Saraybosna'nın çok eski bir kültür merkezi olduğuna dikkati çeken Günay, kentin şu anda yeniden eski ruhuyla ön plana çıkmasını sevindirici bir gelişme olarak değerlendirdi.
-"ASLINDA BALKAN HALKLARININ TAMAMI AKRABADIR"-
Türkler dahil olmak üzere aslında
Balkan halklarının hangi
inanç ayrımları olursa olsun tamamının akraba olduğunu vurgulayan Günay, ancak bu toprakların 15-20 yıl önce bir
cinnet yaşadığını belirtti ve sözlerini şöyle sürdürdü:
"Bu topraklarda 20. yüzyılın sonunda inanılmaz bir
akıl tutulması oldu ve çok büyük haksızlıklar, kıyımlar, acılar yaşandı karşılıklı. Sadece Boşnaklar yaşadı demek istemiyorum, karşılıklı yaşandı.
Savaş kötü bir şey zaten. Savaş kardeşi kardeşe, komşuyu komşuya, hele
iç savaş, komşuyu komşuya, akrabayı akrabaya düşman eden bir akıl tutulması. Bir vahşetti bu, topraklar onu yaşadı. Biz o dönemde
Balkanlar dağılmasın, birlik içinde yaşamaya devam etsin umudu taşıdık, olmadı. Sonra savaşın en büyük acıları Bosna-Hersek'te yaşanmaya başladı."
Savaş öncesi, savaş zamanında ve savaş sonrasında çeşitli vesilelerle, siyasi heyetlerle yardım için Bosna'ya geldiğini anlatan Günay, savaş zamanında Bosna için Türkiye'de düzenlenen yardım kampanyalarına da katıldığını kaydetti.
Günay, o dönemde bağımsız olduğuna, siyasi bir partiyle bağlantısı bulunmadığına işaret ederek, "Burada olup bitenlere tanıklık etme imkanım oldu. Büyük acılar yaşadığımız bir dönemdi, ama tarihin önemli bir döneminde de çağımıza karşı sorumluluğumuzu yerine getirmeye çalıştık. Türkiye de zaten burada mümkün olduğu kadar çatışma olmasın istemişti. Türkiye, hiçbir zaman taraflardan birini, inadına, körü körüne tutarak savaşı kışkırtmadı" dedi.
Şu anda Sırbistan'da, Hırvatistan'da, Karadağ'da ve Kosova'da barış içinde
kalkınma çabası gördüğünü ve bundan büyük mutluluk duyduğunu belirten Günay şöyle konuştu:
"Hala zorluklar var, hala bölgede savaşın yarattığı ciddi tahribatlar var.
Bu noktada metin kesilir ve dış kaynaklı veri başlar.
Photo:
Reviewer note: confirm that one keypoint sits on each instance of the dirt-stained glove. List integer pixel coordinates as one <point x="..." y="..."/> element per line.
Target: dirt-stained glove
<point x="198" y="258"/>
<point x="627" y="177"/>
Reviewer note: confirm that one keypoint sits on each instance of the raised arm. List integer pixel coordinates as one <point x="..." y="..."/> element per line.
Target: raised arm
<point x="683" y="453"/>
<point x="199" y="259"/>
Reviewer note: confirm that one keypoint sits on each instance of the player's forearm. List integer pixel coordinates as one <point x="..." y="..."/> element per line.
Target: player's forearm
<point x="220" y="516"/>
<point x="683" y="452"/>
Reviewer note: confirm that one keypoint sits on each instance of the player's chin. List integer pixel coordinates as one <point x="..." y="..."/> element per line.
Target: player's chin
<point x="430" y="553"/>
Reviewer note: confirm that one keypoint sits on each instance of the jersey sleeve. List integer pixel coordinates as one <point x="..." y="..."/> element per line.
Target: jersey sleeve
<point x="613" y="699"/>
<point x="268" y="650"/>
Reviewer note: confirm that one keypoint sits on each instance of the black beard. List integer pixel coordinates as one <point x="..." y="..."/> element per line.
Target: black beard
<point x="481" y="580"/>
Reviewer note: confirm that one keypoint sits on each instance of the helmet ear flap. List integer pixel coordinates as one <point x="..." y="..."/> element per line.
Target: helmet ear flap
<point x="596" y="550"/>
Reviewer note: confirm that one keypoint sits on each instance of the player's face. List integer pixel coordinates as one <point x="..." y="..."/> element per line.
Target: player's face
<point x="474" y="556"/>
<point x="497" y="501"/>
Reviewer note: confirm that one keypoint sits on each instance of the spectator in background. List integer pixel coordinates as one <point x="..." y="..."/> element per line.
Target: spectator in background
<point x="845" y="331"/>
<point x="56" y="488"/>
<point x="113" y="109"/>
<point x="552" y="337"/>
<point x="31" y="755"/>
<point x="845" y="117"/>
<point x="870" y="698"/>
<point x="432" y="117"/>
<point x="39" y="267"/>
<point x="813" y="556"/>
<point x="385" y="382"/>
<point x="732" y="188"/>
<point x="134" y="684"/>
Ekonomik sorunlar, sıkıntılar var. Yönetsel sorunlar, sıkıntılar var. Ama tabii 10-15 yıl öncesine baktığınız zaman, gelinen ortam çok şükredilmesi gereken bir ortam. Biz şimdi Türkiye olarak bölgenin barış içinde kalkınmasına,
ekonomik anlamda siyasi, kültürel anlamda katkı yapmaya çalışıyoruz."
Bosna-Hersek başta olmak üzere Sırbistan'da ve Hırvatistan'da da Türkiye'ye karşı büyük ilgi bulunduğuna dikkati çeken Günay, Türkiye'nin bu topraklarda taraflardan birini özellikle tutarak ötekilere düşmanlık yapmadığını herkesin bildiğini vurguladı.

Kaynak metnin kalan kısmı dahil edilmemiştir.